Muscle mass correlates with a decrease in all-cause mortality. It’s true, prioritizing muscle mass and muscle strength are critically important to optimizing our health and longevity. It is also true that our muscle mass, and strength decline with age; which can have dramatic negative effects on our health. Muscle mass starts to diminish as early as our 40’s and accelerates dramatically as we enter our 60’s. Therefore, if we do not prioritize our muscle strength and muscle mass when we are younger, then the risks of muscle loss multiply and are harder to overcome as we age.
Minimizing our risk of falls, and injury following a fall is directly related to our muscle mass, strength, and balance. While chronic disease sets the stage for our decline as we age, what ultimately leads to frailty and our demise is the risk of falling, and the injuries sustained from falling. Our muscle mass and strength also speed our recovery after a fall or injury. Loss of muscle mass is an important cause of functional decline, and is predictive of a shorter lifespan, and worse recovery after injury or surgery. The causes are multifactorial, with neurological decline, hormonal changes, chronic inflammation, sedentary behavior, chronic illness, and poor nutrition.

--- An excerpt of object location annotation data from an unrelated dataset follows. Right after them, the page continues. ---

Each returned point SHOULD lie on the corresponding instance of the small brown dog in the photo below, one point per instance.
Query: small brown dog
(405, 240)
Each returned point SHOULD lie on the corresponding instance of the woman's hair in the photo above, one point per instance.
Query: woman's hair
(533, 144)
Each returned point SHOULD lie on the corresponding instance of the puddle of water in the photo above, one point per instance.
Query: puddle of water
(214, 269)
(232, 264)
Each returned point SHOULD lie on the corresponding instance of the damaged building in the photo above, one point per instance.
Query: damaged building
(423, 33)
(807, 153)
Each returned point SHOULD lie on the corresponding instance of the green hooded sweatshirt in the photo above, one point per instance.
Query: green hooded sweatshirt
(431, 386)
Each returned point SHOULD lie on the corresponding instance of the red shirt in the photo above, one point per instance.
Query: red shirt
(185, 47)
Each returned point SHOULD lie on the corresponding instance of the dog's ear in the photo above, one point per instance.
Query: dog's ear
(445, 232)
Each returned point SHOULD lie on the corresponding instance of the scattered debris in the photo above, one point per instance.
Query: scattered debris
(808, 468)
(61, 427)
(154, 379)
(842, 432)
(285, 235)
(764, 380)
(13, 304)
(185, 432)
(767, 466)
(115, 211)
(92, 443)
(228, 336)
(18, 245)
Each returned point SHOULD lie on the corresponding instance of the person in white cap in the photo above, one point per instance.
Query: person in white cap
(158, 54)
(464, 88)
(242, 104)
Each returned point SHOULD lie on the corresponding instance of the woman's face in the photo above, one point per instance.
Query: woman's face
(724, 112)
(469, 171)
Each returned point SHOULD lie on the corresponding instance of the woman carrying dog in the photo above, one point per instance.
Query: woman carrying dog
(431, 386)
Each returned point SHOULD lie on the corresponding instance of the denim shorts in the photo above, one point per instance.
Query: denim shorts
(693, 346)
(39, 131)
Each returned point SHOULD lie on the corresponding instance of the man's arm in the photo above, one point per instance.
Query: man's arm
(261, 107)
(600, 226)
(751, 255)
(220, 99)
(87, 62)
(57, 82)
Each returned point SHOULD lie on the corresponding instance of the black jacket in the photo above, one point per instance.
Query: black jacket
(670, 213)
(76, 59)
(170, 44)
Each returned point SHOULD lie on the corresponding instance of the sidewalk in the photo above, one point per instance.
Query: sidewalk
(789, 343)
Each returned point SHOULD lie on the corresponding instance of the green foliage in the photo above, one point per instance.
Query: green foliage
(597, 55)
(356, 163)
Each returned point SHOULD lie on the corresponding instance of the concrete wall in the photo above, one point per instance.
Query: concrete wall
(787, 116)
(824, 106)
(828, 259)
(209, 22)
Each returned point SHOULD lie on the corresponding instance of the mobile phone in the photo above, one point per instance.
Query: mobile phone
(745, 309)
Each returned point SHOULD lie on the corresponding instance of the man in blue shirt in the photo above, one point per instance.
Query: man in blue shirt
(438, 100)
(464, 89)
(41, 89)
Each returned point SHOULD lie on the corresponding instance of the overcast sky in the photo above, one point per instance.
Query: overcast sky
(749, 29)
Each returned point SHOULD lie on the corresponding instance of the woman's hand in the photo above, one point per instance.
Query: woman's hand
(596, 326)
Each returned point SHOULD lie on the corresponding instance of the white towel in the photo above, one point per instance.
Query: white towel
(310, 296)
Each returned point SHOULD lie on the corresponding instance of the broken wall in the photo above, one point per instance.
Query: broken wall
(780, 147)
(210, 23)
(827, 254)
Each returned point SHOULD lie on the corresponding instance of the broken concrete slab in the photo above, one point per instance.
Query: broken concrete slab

Our muscle tissue accounts for more than 50% of our body mass and is essential for a healthy metabolism. Muscles help us control our glucose levels, use glucose as fuel, and have a role in insulin resistance and type 2 diabetes. Muscle and fat are two highly metabolic tissues. How our tissues interact with our metabolic machinery matters. Visceral or belly fat is very toxic to us, and we should seek to minimize the amount that we have. Visceral fat is responsible for considerable chronic disease states such as type 2 diabetes, heart disease, and fatty liver. Muscles, on the other hand, improve our ability to manage glucose, dispose of glucose and muscles have a role in mediating the severity of insulin resistance. Exercise is prescribed to people with insulin resistance or type 2diabetes to improve glucose control and their overall metabolic dysregulation.